Over a million developers have joined DZone.
{{announcement.body}}
{{announcement.title}}

Employee Turnover Prediction With Deep Learning

DZone's Guide to

Employee Turnover Prediction With Deep Learning

Learn about a neural network model that is capable of identifying employee candidates with a high risk of turnover, accomplishing this task with around 96% accuracy.

· AI Zone
Free Resource

Insight for I&O leaders on deploying AIOps platforms to enhance performance monitoring today. Read the Guide.

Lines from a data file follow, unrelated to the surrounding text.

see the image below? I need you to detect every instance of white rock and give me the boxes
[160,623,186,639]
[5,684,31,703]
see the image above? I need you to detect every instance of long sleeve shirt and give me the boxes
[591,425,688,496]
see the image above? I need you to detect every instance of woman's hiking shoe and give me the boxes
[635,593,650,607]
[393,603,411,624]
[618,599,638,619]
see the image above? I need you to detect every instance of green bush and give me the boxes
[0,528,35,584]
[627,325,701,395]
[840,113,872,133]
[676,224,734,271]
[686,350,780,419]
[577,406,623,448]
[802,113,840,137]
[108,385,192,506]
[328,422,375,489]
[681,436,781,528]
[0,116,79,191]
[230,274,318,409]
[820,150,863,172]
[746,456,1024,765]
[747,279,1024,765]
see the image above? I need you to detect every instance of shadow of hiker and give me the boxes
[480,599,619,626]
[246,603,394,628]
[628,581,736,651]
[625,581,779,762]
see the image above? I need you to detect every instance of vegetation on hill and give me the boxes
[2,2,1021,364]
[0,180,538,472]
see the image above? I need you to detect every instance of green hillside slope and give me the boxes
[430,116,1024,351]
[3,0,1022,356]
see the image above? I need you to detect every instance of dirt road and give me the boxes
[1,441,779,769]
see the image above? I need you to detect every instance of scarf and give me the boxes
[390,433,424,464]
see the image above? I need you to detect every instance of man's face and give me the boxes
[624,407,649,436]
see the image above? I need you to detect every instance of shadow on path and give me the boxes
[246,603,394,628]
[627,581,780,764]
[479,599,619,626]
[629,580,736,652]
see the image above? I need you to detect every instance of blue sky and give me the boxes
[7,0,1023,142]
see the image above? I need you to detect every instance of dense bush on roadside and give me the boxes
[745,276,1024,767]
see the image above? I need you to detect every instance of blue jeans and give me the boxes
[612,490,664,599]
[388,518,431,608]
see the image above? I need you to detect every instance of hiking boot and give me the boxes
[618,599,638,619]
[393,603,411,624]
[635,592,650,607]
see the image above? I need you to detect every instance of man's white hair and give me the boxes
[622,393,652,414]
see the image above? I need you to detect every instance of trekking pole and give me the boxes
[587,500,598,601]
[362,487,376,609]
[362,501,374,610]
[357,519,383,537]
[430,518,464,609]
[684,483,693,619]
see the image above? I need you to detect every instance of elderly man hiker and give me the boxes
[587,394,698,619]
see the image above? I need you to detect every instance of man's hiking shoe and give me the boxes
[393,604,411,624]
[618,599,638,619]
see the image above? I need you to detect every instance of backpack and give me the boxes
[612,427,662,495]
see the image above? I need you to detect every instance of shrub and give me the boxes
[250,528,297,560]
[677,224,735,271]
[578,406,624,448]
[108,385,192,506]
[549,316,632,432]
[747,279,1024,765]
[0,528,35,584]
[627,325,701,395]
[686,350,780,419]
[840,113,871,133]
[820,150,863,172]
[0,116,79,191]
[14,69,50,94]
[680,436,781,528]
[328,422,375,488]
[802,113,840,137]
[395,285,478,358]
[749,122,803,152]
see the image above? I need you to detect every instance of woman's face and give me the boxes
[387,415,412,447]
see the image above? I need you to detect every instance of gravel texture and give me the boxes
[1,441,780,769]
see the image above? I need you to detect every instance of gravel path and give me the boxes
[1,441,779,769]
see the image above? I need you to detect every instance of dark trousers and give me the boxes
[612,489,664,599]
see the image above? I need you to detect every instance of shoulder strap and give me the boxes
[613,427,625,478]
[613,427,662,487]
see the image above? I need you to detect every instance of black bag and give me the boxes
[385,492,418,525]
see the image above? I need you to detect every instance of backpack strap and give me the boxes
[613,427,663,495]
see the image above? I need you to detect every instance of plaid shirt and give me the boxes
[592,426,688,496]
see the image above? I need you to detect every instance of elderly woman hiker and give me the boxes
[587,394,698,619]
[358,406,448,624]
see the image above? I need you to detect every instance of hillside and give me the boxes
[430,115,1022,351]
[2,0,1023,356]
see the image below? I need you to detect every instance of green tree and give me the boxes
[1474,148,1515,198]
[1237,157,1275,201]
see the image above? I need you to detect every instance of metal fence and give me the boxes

Mexico ranks eighth in the world for employee turnover, with an average turnover rate of about 17% each year — and some industries, like food service, getting up to 50%. According to a study from Catalyst, the cost of replacing an employee is around 50% to 75% of the employee’s annual salary, on average. Considering a mid-level position with a monthly salary of 20,000 pesos, the total cost of replacing this employee would be around 140,000 pesos. On average, it takes around 50 days to replace an employee, and the costs incurred due to productivity loss will keep adding up. For a big company like everis with over 20,000 employees, considering a turnover rate of 15% and an average salary of $15,000 pesos, the total annual cost of turnover would rise up to at least 270 million pesos.

In this article, we provide details about a neural network model that is capable of identifying employee candidates with a high risk of turnover, accomplishing this task with around 96% accuracy.

Methodology

We used the dataset HR Employee Attrition and Performance, a fictional dataset created by IBM data scientists. It contains 1,470 rows of employee historical data.

An exploratory data analysis was done to identify features that had the highest correlation with employee turnover. These are the most important features we found:

    • Age
    • Distance from home
    • Overtime
    • Education
    • Marital status
    • Number of companies worked at
    • Total working years
    • Monthly income

These features were used to train the model to predict turnover risk. The dataset already contained a feature called attrition, which indicated whether the employee left the position and had to be replaced. This feature was one-hot encoded (showed after splitting data into training and testing sets) and was used as the target for the neural network’s predictions. Here are the helper functions used for one-hot encoding:

from sklearn.preprocessing import StandardScaler, OneHotEncoder, LabelEncoder

### One Hot Encoding
def one_hot_values(values):
    '''
    takes array and returns one hot encoding with label encoder for inverse transform
    '''
    label_encoder = LabelEncoder()
    integer_encoded = label_encoder.fit_transform(values)
    onehot_encoder = OneHotEncoder(sparse=False)
    integer_encoded = integer_encoded.reshape(len(integer_encoded), 1)
    onehot_encoded = onehot_encoder.fit_transform(integer_encoded)
    return onehot_encoded, label_encoder

def inverse_one_hot(label_encoder, one_hot):
    inverse = []
    for i in range(len(one_hot)):
        inverse.append(label_encoder.inverse_transform([np.argmax(one_hot[i, :])])[0])
    return inverse

Due to the unbalanced nature of the dataset (employees labeled with turnover represented around 16% of the population, or 237 of 1,470 cases), an upsample technique was used to repeat turnover cases — so the data had 1,233 cases with turnover and 1,233 cases without turnover.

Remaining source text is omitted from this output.